All of us that choose this life do it for different reasons.  Some for survival, some for the ethical and humane treatment of the animal we use for food, some for the health benefits of knowing where our food comes from, some for the health of the planet and some for all of the above.  For me and many others it is also about family.   I do it for most of the above but much of my motivation is about family.   And about the values it instills.

Right now family is just Malia, 10, and I.   I've home schooled her for years and 2 weeks ago she started public school again.   She missed kids and was getting bored here and starting to hate it all.   I made the decision to let her go back against all my fears.  Fears of malls becoming more important than the local Tractor Supply Store with it's aisle of farm books she had so loved.  Fears of clothing becoming more important than the person wearing them.   Fear of Steak-um's from the school cafeteria becoming more desirable than healthy foods.  Fear that the other kids mothers who wore the latest fashions with matching nail polish with every hair in place and drove clean and shiny mini vans would seem more to her liking than me.  After all my outfits never match, my hair is always in a ponytail with stray hair everywhere and our vehicle looks every bit the farm vehicle it is.  The fears were many.   And giving all my fears credence was the fact that she had  declared even before her first school bus ride that she wasn't sure she wanted  Basil, Rosemary & Thyme, her 3 beloved pigs, anymore and thought maybe I should look for a new home for them as well while I was selling the piglets.

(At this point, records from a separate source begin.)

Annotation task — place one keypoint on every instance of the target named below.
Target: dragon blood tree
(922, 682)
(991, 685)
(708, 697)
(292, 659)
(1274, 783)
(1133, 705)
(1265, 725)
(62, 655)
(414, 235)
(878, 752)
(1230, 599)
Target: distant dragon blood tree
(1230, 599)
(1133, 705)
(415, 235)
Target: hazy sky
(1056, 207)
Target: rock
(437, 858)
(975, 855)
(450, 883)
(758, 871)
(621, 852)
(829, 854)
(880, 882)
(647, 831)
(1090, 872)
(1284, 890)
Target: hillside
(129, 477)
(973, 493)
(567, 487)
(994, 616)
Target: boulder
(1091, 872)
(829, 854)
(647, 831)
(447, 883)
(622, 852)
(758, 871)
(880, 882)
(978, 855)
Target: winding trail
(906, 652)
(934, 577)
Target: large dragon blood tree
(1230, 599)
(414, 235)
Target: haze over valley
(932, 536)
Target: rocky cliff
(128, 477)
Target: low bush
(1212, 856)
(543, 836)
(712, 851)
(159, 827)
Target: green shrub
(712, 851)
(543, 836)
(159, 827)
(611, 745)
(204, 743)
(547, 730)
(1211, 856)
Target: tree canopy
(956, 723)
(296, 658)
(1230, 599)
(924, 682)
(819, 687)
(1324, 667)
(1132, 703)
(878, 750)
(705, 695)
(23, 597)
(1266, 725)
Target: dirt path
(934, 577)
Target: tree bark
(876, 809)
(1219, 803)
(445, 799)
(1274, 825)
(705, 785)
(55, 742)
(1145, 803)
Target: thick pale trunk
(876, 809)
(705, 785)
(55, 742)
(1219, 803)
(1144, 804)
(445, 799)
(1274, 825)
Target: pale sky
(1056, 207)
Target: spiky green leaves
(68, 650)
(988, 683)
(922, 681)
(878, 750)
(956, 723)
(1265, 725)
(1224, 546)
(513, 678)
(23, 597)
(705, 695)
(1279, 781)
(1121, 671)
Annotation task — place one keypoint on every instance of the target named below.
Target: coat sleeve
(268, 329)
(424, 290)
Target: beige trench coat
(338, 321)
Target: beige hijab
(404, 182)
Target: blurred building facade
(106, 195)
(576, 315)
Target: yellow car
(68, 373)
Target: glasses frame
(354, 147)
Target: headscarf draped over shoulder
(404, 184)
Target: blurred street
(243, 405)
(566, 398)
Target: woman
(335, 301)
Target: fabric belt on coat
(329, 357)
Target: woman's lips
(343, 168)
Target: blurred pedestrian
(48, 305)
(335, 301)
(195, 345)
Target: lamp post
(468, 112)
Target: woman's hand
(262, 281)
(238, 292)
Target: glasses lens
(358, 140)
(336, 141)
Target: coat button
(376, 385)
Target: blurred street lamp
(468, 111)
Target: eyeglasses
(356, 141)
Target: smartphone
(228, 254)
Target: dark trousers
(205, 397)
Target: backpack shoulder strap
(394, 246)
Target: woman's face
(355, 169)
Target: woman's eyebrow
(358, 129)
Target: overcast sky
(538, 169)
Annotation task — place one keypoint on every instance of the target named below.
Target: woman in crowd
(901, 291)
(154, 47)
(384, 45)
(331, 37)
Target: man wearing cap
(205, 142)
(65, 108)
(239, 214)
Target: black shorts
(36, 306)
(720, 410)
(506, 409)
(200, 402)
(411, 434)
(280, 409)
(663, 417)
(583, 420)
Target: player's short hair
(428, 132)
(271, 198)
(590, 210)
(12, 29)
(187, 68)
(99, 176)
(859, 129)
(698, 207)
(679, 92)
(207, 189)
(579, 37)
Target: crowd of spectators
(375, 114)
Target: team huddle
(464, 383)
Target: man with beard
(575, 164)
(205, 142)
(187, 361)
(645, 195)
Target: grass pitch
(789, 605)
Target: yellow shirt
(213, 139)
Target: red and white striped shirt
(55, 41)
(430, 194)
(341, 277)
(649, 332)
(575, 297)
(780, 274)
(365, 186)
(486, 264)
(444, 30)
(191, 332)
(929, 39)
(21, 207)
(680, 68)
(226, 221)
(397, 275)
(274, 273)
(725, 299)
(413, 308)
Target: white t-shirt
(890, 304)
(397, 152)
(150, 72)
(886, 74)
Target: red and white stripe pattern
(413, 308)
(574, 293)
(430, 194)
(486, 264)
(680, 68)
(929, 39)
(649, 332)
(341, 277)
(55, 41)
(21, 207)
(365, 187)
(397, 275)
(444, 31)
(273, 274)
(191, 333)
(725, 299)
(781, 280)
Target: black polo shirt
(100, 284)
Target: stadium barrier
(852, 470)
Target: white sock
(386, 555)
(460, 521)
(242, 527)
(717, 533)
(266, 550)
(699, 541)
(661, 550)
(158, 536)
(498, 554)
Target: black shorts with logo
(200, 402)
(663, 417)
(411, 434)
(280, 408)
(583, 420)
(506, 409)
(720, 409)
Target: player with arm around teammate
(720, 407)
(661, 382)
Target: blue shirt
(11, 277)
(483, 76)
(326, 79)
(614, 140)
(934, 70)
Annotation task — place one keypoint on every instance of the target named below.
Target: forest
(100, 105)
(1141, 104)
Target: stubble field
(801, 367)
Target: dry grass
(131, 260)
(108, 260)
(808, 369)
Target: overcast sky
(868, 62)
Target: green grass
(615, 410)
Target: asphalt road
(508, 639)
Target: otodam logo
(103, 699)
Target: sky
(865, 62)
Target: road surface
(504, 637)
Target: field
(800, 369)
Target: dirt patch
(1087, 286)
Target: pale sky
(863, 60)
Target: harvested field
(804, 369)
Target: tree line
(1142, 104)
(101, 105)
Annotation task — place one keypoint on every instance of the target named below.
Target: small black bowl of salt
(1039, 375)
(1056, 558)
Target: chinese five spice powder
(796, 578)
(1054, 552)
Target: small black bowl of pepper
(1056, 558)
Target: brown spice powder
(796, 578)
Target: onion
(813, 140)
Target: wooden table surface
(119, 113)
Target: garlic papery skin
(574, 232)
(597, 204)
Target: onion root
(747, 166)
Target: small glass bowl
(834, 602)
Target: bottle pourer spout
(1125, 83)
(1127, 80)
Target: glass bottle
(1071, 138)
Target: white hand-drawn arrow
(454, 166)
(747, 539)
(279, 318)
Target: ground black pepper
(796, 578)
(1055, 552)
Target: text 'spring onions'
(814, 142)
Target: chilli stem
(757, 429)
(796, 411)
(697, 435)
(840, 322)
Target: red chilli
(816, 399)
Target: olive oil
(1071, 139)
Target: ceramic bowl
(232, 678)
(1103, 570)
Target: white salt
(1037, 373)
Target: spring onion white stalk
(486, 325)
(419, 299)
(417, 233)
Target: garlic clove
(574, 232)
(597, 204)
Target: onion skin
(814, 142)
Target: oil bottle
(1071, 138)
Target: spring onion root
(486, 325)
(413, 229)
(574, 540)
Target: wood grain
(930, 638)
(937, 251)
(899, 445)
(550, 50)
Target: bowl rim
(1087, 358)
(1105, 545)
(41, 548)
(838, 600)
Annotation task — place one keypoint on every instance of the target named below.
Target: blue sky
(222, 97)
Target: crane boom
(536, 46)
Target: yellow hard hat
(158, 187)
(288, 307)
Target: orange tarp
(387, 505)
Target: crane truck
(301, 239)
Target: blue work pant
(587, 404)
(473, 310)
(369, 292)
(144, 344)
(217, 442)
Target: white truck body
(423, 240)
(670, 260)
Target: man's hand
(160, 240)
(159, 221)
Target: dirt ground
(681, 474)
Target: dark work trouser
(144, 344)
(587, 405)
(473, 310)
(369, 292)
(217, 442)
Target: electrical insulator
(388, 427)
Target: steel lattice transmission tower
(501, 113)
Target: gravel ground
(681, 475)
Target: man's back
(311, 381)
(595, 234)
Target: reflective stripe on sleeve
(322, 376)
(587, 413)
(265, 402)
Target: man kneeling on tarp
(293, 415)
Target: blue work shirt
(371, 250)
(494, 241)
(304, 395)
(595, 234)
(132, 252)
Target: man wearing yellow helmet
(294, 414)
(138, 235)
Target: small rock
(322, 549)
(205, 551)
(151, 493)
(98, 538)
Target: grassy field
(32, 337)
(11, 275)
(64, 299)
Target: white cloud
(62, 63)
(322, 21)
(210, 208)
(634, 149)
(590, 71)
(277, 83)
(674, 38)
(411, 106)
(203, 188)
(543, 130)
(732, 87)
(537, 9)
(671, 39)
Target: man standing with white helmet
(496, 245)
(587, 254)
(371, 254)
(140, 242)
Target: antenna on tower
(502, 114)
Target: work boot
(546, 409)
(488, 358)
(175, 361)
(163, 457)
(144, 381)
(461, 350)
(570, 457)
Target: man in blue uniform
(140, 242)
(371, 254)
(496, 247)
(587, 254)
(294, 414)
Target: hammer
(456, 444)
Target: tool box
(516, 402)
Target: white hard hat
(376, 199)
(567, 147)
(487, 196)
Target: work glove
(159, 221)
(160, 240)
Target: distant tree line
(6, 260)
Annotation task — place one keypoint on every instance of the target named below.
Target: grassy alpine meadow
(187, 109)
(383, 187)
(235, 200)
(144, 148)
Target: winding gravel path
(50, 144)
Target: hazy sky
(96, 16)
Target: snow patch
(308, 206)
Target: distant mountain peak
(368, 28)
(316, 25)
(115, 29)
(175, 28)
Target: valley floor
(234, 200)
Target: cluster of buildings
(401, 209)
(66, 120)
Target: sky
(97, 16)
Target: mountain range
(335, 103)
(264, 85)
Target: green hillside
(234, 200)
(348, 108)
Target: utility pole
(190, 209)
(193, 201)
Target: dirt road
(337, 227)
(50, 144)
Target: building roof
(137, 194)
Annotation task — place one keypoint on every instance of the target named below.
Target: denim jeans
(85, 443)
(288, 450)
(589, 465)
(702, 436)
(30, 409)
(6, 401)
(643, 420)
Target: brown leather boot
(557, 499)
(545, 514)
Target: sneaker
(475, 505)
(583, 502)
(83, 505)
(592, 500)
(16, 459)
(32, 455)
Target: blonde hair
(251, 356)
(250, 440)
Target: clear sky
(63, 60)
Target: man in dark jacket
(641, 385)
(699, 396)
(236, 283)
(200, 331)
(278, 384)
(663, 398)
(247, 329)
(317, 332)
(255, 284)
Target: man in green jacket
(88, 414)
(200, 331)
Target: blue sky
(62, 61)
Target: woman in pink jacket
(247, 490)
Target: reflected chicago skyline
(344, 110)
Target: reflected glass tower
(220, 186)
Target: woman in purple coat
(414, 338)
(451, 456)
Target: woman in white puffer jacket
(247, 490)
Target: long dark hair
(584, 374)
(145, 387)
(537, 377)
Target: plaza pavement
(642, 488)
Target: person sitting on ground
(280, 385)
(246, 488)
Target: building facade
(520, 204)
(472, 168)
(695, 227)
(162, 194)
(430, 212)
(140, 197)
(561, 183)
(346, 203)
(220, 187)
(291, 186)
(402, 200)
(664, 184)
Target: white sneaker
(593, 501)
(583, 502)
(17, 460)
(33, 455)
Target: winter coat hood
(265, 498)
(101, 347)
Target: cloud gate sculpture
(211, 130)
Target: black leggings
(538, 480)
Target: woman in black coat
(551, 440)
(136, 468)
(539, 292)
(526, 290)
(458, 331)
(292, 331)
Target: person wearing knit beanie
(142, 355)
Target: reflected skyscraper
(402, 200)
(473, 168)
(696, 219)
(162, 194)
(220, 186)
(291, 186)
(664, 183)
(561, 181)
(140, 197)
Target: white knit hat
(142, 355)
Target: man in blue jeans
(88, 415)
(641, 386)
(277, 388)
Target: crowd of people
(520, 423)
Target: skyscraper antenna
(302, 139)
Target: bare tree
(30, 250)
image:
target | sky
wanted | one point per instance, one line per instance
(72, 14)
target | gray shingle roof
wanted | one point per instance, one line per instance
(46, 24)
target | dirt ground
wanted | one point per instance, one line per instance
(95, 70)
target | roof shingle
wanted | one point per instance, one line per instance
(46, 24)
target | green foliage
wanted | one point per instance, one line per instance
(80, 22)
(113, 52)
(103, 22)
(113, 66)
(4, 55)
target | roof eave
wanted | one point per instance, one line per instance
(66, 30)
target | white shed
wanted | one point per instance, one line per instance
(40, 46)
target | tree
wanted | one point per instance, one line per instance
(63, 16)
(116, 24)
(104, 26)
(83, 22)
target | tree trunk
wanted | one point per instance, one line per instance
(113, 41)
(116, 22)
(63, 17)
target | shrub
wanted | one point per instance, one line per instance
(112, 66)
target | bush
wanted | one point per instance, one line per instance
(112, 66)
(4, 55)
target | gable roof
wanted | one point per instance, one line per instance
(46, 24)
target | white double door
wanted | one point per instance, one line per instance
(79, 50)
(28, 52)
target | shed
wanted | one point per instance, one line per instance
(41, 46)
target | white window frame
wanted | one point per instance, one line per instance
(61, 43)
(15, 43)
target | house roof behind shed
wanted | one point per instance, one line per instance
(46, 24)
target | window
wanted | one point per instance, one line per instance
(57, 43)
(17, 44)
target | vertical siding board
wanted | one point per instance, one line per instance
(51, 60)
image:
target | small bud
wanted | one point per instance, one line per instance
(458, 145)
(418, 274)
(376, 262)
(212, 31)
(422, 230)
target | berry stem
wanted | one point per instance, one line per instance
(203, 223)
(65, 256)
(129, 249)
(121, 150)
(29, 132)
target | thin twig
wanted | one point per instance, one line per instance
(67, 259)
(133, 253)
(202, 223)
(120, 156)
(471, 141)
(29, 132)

So for 2 weeks while she was at school I did it all and wondered why.  We are lucky; we don't need to do this for survival.  It's a choice for us.  So was I making the right choice?  This lifestyle requires a huge amount of time each day and was this how I wanted to spend my time?  After all, time is a currency even more precious than dollars and should  always be spent wisely for once spent it's gone forever. 

I finally came to a decision.   I decided that yes, I wanted to do this regardless of her involvement.  Maybe I would scale it down a notch or two.  It is a lot for one person to do alone.  Maybe her pigs would go but my beloved goats would stay.   Perhaps the garden would be a tad smaller next year and maybe all our bread didn't need to be homemade after all.  Maybe instead of the eco friendly push mower I would invest in a gas powered mower.  There were many small changes that could be made rather than giving up the whole dream.  It didn't need to be all or nothing.

So with that resolve and my couple of weeks of doubt and depression behind me Malia and I headed to the local Tractor Supply Store yesterday where she announced she had changed her mind and definetely did not want me to sell her pigs.  I, with a smile in my heart, asked if she was sure.  She was.  It seems we both learned something these past weeks.